Until recently, there have been no specific IoT datasets proposed for machine learning IDS evaluation [
15]. The Bot-IoT dataset is the first to focus on an IoT network architecture and includes five different attacks; DDoS, DoS, operating system and service scans, keylogging, and data exfiltration [
14]. The Bot-IoT dataset makes use of the Message Queuing Telemetry Transport (MQTT) protocol—a lightweight messaging protocol used in IoT architectures [
15]. There are over 72 million rows of data in the complete dataset; therefore, a 5% version has also been released for more manageable use.
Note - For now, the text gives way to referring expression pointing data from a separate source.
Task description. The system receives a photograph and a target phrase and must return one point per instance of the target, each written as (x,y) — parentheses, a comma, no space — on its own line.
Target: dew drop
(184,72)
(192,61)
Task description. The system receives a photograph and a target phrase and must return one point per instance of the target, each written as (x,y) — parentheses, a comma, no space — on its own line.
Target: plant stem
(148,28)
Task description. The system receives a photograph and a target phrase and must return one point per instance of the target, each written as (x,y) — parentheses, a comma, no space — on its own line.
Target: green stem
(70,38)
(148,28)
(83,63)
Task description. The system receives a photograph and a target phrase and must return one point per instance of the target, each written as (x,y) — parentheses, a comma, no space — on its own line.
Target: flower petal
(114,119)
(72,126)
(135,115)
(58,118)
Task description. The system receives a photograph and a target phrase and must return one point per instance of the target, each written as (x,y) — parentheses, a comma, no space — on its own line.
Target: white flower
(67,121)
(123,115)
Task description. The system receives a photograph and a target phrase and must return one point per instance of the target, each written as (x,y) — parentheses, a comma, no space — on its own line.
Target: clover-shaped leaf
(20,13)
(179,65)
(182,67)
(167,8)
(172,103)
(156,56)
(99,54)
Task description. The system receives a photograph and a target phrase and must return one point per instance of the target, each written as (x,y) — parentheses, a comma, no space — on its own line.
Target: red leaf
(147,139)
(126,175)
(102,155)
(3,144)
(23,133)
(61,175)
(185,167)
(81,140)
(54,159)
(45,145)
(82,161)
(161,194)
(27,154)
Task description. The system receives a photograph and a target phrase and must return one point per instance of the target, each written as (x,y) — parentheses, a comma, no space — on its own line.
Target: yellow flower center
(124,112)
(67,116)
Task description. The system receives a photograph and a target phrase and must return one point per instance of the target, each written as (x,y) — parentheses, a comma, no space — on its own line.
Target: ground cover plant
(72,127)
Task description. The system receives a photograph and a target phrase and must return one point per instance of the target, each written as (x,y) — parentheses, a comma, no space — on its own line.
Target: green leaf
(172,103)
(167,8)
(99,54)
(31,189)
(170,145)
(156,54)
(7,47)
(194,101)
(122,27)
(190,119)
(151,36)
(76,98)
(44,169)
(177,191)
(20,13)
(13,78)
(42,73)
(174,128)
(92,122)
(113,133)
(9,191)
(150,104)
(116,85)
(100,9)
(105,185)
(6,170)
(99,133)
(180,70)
The dataset released with 46 features, and the authors proposed a top-10 feature list using the Pearson Correlation Matrix and entropy values [
14]. There have been works demonstrating the efficacy of both traditional and deep learning techniques with this dataset [
5].
2.5. Related Work
Machine learning and especially deep learning models introduce significant advantages concerning FPRs and accuracy [
10,
22]; however, they are not without their flaws. Machine learning models are often vulnerable to attacks with the intent to cause incorrect data classification [
17,
18]. Incorrectly classified data could enable an attacker to evade the IDS, thereby putting the organisation at the risk of undetected attacks. There are three primary categories of offences which include influential attacks, security violation attacks, and specificity attacks [
20,
35]. Influential attacks impact the model used for intrusion detection and include causative attacks that entail altering the training process by manipulating the training data and exploratory attacks that attempt to gather a deeper understanding of the machine learning model [
20,
35].
Security violation attacks target the CIA principles concerning the machine learning model [
20,
35]. An attacker can infer such information through analysis after gaining access to data used for model training. An attack on model integrity aims to influence the model’s metrics, such as Accuracy, F1-Score, or AUC [
16]. Consequently, if the model’s integrity cannot be maintained, the attacker could force a model to classify data incorrectly and bypass the model’s detection. An attack on the model availability would trigger a high number of FP and FN alerts which could render a model unavailable for use. Moreover, if there are numerous alerts, an alert triage agent could experience alert fatigue, where the focus per alert will drop. In turn, the alert fatigue could lead the triage agent to dismiss a valid alert.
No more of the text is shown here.